There are problems with this idea, however. If this eumetazoan ancestor existed, and if humans are somehow descended from this ancestor, how did all the information required to generate the complex animal phyla that populate the Earth today originate? In addition, since the 30 or so complex phyla first appear in the fossil record at the Cambrian Explosion ~543 million years ago, this information in the hypothetical eumetazoan ancestor was unexpressed for 127-277 million years! Moreover, two-thirds of human genes are supposedly descended from this eumetazoan ancestor, implying that those genes were unexpressed for roughly 700 million years! With random mutations, inversions, insertions, deletions, transpositions, and amplifications occurring all the time, it is remarkable that all this information could remain intact over geological time periods.

The surprising genome of the invertebrate starlet sea anemone challenges the Tree of Life based upon morphology in the Darwinian model of evolution, and it reinforces the observation made by Michael Denton over 20 years ago,8 in which he wrote about the challenges to orthodox Darwinism posed by new developments in molecular biology. The complexity and similarity of the starlet sea anemone and the human genomes is much more consistent with the biblical idea of an all-knowing God preparing the Earth for the creation of mankind.
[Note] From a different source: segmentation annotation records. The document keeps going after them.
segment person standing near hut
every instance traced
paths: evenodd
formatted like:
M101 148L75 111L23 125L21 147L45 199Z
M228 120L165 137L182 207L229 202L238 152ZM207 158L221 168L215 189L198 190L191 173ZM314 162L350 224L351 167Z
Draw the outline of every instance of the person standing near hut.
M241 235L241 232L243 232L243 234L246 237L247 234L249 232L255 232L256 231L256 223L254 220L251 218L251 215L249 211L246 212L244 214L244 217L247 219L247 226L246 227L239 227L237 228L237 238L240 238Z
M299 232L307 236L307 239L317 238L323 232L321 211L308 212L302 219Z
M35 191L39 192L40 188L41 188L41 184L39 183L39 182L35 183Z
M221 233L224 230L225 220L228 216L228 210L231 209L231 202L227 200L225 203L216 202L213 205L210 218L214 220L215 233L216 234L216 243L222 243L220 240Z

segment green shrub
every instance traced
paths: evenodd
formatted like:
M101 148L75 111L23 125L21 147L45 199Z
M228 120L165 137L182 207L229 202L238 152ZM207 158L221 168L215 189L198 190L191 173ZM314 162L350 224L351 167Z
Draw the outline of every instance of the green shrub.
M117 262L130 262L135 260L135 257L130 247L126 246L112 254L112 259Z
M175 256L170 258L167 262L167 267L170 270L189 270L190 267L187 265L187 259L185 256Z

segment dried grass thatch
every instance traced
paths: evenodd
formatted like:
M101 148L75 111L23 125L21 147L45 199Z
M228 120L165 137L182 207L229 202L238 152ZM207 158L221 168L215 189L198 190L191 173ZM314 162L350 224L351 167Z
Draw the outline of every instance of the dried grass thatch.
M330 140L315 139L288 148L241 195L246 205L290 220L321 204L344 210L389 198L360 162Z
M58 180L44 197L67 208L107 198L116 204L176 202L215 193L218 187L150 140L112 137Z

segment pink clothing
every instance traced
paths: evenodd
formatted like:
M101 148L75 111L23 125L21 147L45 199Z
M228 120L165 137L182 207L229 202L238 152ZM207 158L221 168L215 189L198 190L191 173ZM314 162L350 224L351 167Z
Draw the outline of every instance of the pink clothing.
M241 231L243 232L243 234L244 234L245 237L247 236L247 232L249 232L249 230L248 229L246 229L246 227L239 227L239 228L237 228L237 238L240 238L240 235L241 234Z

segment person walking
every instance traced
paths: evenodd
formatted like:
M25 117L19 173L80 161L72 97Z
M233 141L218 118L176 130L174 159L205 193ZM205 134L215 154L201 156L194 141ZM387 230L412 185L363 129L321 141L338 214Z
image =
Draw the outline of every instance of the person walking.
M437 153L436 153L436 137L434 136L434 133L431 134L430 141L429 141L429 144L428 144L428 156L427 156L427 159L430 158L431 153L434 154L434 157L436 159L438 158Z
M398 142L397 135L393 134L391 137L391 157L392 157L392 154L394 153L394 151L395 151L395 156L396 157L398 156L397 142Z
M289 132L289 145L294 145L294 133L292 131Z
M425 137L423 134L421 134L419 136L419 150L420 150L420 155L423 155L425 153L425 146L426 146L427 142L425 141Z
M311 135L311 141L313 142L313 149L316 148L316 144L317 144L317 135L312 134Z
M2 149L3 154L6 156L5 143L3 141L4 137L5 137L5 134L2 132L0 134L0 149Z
The findings coming out of the new science of genomics seem to confirm a statement in Proverbs 25:2:

It is the glory of God to conceal a matter; to search out a matter is the glory of kings.

References

  1. Fazale Rana and Hugh Ross, Origins of Life (Colorado Springs: NavPress, 2004), 206.
  2. Rana and Ross, 160.
  3. Michael J. Denton, Nature’s Destiny (New York: The Free Press, 1998), 265-98.
  4. Lee Spetner, Not by Chance! (Brooklyn: The Judaica Press, 1998), 70-72.
  5. Vertebrate Biology
  6. Spetner, 69.
  7. Hugh Ross, Creation as Science (Colorado Springs: NavPress, 2006), Table F.2, Predictive Test #52.
  8. Michael Denton, Evolution: A Theory in Crisis (Bethesda, MD: Adler & Adler, 1985), 274-307.